At home, even an unprovoked (and widely condemned) war against Iran could set off an explosion of MAGA-style jingoism among Trump’s supporters. The rally-round-the-flag effect that usually accompanies US overseas adventures could be used to suppress dissent, intimidate anti-war forces, and provide an opening for the administration to suppress civil liberties. An election season that should be about the president’s misrule—one that could bring to power a progressive coalition supporting economic and social justice—could be swamped by war fever. And the military-industrial complex, already getting fat on arms sales to Saudi Arabia, the UAE, and other Gulf states, would clamor for even greater largesse, beyond the more than $1 trillion it will already pocket in the next year.

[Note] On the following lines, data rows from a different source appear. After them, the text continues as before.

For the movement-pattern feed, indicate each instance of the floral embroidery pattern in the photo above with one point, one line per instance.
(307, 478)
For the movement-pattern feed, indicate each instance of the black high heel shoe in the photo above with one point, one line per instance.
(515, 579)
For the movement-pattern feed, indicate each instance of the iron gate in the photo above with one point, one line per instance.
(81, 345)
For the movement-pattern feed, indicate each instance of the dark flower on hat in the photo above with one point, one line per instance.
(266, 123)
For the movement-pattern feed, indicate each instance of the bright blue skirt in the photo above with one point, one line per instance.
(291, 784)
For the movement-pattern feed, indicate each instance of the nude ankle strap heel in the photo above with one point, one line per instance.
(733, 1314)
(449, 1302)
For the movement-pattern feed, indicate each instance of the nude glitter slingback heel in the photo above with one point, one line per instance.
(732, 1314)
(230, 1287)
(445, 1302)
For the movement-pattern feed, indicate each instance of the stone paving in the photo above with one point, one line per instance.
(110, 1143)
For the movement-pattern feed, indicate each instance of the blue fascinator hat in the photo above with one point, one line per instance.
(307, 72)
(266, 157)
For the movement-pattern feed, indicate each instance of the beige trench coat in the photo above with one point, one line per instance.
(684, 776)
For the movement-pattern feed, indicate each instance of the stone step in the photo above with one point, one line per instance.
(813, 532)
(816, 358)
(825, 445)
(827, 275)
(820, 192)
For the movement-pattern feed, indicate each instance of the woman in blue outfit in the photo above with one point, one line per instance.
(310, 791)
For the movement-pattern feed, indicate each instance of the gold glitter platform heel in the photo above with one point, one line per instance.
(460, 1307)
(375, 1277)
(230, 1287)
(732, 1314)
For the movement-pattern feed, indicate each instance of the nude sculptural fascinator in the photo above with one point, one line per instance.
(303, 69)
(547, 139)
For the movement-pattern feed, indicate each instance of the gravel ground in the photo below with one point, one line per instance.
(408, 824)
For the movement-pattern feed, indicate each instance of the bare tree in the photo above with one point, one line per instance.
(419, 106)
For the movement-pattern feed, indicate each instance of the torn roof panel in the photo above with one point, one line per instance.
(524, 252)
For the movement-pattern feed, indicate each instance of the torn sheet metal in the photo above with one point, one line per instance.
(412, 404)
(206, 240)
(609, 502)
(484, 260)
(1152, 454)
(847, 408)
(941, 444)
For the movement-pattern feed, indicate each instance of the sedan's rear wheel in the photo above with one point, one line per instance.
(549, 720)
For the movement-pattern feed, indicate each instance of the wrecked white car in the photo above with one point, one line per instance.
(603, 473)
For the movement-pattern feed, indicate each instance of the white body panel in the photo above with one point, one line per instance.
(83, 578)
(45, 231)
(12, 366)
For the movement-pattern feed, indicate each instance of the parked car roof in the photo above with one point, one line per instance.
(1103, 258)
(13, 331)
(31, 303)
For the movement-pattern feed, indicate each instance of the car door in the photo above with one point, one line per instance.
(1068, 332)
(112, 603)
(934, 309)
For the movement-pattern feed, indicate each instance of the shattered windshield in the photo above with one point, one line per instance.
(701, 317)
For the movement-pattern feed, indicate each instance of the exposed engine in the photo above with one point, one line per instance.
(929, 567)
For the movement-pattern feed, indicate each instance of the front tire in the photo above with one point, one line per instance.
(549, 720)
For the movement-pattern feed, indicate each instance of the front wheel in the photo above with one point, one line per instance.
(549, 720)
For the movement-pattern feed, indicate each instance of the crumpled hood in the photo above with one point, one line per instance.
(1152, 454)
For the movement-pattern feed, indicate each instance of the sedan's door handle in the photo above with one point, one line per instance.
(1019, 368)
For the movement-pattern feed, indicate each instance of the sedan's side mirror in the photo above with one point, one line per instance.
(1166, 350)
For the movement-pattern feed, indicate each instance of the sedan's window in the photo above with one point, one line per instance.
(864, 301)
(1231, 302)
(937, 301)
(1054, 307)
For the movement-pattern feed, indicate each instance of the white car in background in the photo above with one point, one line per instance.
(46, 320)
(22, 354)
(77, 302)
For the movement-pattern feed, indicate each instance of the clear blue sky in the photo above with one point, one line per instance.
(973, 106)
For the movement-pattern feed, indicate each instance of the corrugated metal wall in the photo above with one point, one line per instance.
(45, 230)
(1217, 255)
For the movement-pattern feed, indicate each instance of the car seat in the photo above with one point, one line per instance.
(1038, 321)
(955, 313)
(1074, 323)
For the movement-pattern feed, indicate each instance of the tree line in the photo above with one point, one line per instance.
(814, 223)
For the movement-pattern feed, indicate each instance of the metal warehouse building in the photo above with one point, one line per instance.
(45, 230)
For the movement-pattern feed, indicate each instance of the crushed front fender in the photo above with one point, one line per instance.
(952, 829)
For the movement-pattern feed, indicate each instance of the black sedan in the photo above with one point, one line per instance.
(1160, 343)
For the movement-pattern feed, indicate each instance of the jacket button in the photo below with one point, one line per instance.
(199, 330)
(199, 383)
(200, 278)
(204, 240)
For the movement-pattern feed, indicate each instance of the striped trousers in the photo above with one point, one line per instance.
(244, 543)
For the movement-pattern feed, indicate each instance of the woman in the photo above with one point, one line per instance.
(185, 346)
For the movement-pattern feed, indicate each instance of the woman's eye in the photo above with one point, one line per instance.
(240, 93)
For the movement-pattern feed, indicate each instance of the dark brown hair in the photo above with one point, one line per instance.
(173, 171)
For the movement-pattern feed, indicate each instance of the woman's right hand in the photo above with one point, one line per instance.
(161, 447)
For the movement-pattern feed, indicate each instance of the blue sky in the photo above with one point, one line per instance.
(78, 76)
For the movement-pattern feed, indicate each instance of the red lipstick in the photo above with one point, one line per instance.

That’s why it’s critical that the American people, members of Congress, and especially the Democrats seeking to replace Trump in 2020 speak out forcefully against this war fever. In response to the recent dangerous White House actions, Senator Bernie Sanders warned that Trump has “isolated the US from its closest allies and put us on a dangerous path to conflict.” Senator Angus King of Maine noted that Bolton has already proclaimed his intent to “celebrat[e] in the streets of Tehran.” And Senators Tom Udall of New Mexico and Dick Durbin of Illinois warned in a Washington Post op-ed, “We are again barreling toward another unnecessary conflict in the Middle East based on faulty and misleading logic.” Warnings, of course, are appropriate. But they must be louder and more insistent. And Congress, as it unsuccessfully tried to do in regard to US support for the Saudi-UAE war in Yemen, must stand up to claim its authority over war and peace.